The LORD your God will raise up for you a prophet like me from among your own brothers. You must listen to him…The LORD said to me: “What they say is good. I will raise up for them a prophet like you from among their brothers; I will put my words in his mouth, and he will tell them everything I command him. If anyone does not listen to my words that the prophet speaks in my name, I myself will call him to account. (Ex 18.15-19)
As we further explore what it means to ‘preach Christ from all the Scriptures’, another key strand is to remind ourselves of the first of his threefold offices. He is not only our Priest and King; but he is primarily God’s great Prophet. It is his business to make God known.
The expectation that a unique prophet would one day be sent by God was deeply embedded in the mind of the people of Israel from their earliest days. Moses, speaking the Israelites prior to their entrance into the Promised Land, told them,
The LORD your God will raise up for you a prophet like me from among your own brothers. You must listen to him…The LORD said to me: “What they say is good. I will raise up for them a prophet like you from among their brothers; I will put my words in his mouth, and he will tell them everything I command him. If anyone does not listen to my words that the prophet speaks in my name, I myself will call him to account. (Ex 18.15-19)
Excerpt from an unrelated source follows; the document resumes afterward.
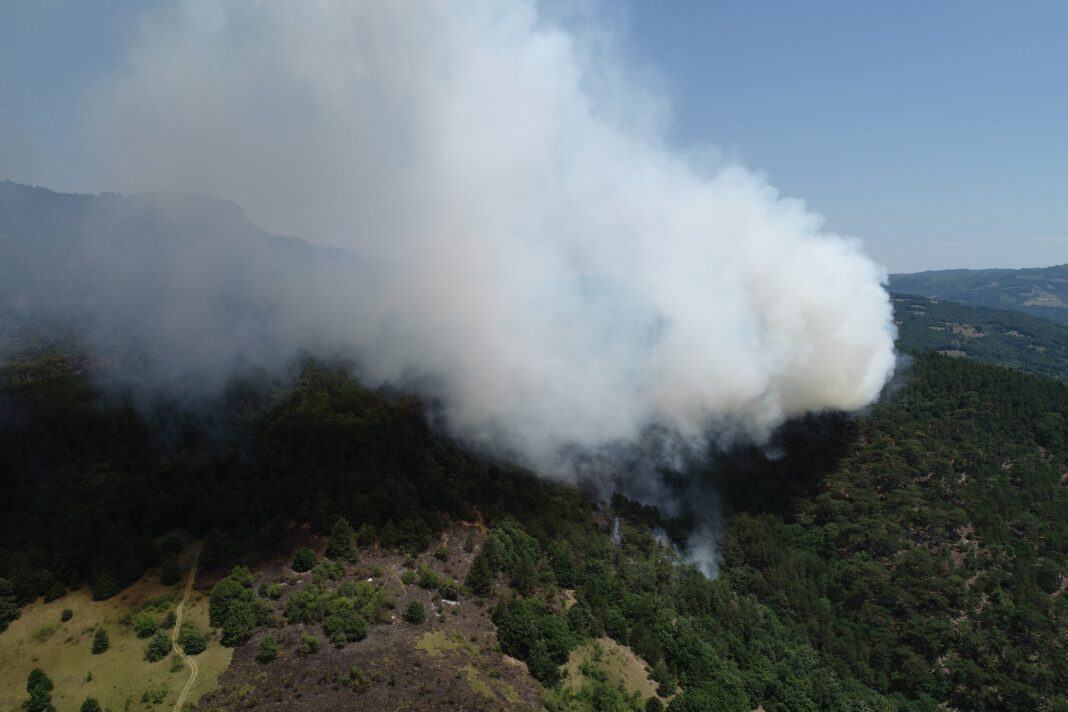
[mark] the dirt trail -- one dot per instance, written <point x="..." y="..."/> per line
<point x="193" y="668"/>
In part this was, of course, the formal institution of the office of prophet among the Israelites. Elsewhere Moses provides the detail as to how the people were to distinguish between true and false prophets. But in a deeper sense, he was telling the people to expect another prophet who would be God’s ultimate messenger. One who would be none other than the promised Messiah himself.
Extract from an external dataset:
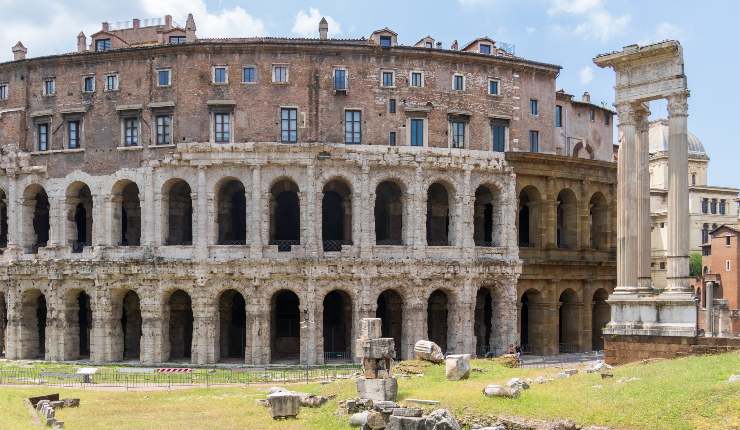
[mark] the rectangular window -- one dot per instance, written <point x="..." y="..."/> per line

This detail explains people’s response to Jesus, not only in relation to the content and authority of his earthly ministry, but especially to the miracles he performed: ‘A great prophet has appeared among us’ (Lk 7.16). It also explains the Pharisees’ question to John the Baptist: ‘Are you the Prophet?’ and his negative response (Jn 1.21). Jesus was indeed God’s promised prophet through whom God would speak his final word.
Jesus himself picks up on this detail in a very pointed way in the fourth of the ‘I am’ sayings in John’s Gospel, ‘I am the Good Shepherd’ and its wider context (Jn 10.11). He says, ‘the sheep listen to his voice. He calls his own sheep by name and his sheep follow him because they know his voice’ (Jn 10.3). He says of his ‘other sheep who are not of this sheep pen’ – speaking of those he will gather from among the Gentiles – ‘They too will listen to my voice’ (Jn 10.16). But, most pointedly, he says, ‘My sheep listen to my voice; I know them, and they follow me’ (Jn 10.27).